In un futuro tour o anche semplicemente per eventi singoli, vista la natura intimistica e raccolta della tua musica, ti precluderesti volontariamente delle location di grande capienza?

Guarda, credo che la mia musica non perderebbe nulla ovunque la si suoni, perché, se dovessi affrontare una location più grande, mi affiderei a delle persone che la saprebbero sostenere e, di conseguenza, lo potrei fare anch’io. Quindi, non è una questione di location, non c’è alcuna preclusione, assolutamente. L’idea è proprio quella di poter portare la musica dove è possibile. Se io fossi da solo, non potrei andare a suonare in uno stadio. Ed Sheeran lo fa? Sì, ma stiamo parlando di un’altra roba. Se fossimo in cinque, ovvero due chitarre, basso, batteria e tastiere, non potremmo andare a suonare nel pub sotto casa per trenta persone.
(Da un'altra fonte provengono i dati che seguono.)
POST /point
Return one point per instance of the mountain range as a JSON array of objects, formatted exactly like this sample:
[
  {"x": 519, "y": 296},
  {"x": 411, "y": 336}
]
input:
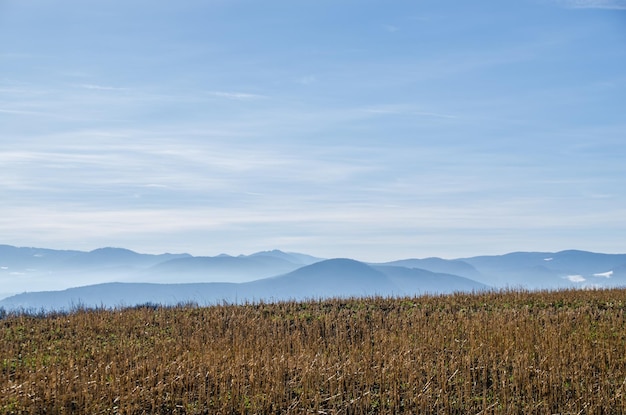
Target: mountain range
[{"x": 45, "y": 279}]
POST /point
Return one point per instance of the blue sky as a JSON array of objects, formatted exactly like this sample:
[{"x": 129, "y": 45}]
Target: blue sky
[{"x": 374, "y": 130}]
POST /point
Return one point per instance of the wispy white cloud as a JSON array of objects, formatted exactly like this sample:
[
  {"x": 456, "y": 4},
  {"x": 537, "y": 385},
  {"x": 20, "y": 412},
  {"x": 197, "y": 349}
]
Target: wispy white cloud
[
  {"x": 101, "y": 87},
  {"x": 594, "y": 4},
  {"x": 575, "y": 278},
  {"x": 240, "y": 96},
  {"x": 391, "y": 28}
]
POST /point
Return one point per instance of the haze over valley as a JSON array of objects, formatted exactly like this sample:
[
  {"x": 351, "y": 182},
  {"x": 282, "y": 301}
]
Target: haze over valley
[{"x": 113, "y": 277}]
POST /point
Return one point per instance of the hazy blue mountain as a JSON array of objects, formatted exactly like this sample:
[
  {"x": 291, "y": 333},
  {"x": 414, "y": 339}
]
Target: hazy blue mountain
[
  {"x": 329, "y": 278},
  {"x": 548, "y": 270},
  {"x": 92, "y": 278},
  {"x": 415, "y": 281},
  {"x": 439, "y": 265},
  {"x": 20, "y": 259},
  {"x": 218, "y": 269},
  {"x": 110, "y": 295},
  {"x": 104, "y": 258},
  {"x": 294, "y": 257}
]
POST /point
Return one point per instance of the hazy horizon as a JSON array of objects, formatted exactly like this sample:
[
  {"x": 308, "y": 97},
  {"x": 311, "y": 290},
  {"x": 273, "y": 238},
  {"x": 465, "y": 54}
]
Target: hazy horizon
[{"x": 370, "y": 130}]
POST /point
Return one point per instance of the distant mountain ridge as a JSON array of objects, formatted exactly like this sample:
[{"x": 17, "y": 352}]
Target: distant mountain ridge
[{"x": 115, "y": 276}]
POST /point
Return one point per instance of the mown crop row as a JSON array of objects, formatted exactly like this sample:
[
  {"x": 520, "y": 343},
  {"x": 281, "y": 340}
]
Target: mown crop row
[{"x": 513, "y": 352}]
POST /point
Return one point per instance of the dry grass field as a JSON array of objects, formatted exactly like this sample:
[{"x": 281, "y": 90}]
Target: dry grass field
[{"x": 512, "y": 352}]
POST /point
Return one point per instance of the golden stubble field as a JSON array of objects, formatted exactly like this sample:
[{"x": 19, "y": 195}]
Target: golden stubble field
[{"x": 510, "y": 352}]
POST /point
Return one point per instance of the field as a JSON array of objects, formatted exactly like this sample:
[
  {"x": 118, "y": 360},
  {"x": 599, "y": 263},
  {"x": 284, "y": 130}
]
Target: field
[{"x": 510, "y": 352}]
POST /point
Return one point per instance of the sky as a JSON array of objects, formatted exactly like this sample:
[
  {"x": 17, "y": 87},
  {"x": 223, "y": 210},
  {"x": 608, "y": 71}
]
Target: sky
[{"x": 375, "y": 130}]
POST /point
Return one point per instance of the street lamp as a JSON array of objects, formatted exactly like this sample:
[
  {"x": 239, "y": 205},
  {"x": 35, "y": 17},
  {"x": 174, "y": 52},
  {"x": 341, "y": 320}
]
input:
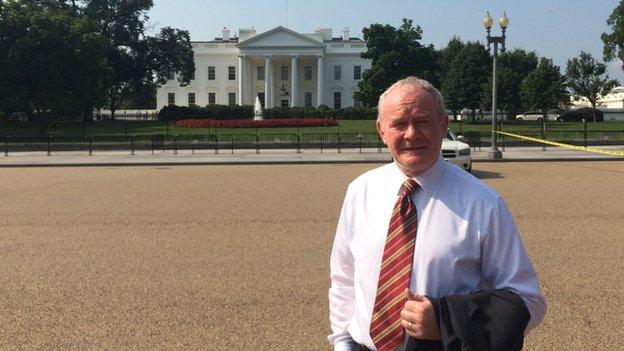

Quindi, il fatto di essere cangiante, di poter variare spesso assetto, è molto importante per me. Anche perché non fare sempre la stessa cosa non ti annoia e ti dà la forza di affrontare tutto il resto.

Davide, grazie mille per la tua disponibilità. Vorresti lasciare un messaggio ai lettori di SpazioRock, ai tuoi sostenitori e anche a coloro che ancora non conoscono i Black And Blue Radio?

Sì,  volevo invitare ad ascoltare “This Order” e ringraziare tutti quelli che ancora ascoltano la musica e lo fanno per cercare qualcosa o per cercare sé stessi. Perché anche una persona sconosciuta potrebbe comunicare delle parole a voi familiari. La mia speranza è questa, che magari anche soltanto una parola, una frase, un accordo, possa farvi sentire per un attimo a casa o in compagnia di qualcuno che ci tiene. Questa è il ragione per cui faccio musica. A sentire una sola persona dire: “Davide, ho provato delle emozioni ascoltando un tuo brano”, ebbene, è come se avessi veramente venduto un milione di copie. Sono veramente onesto. Ci credo. Assolutamente. La motivazione per cui si fanno certe cose non è certo il denaro che se ne ricava. Buon ascolto!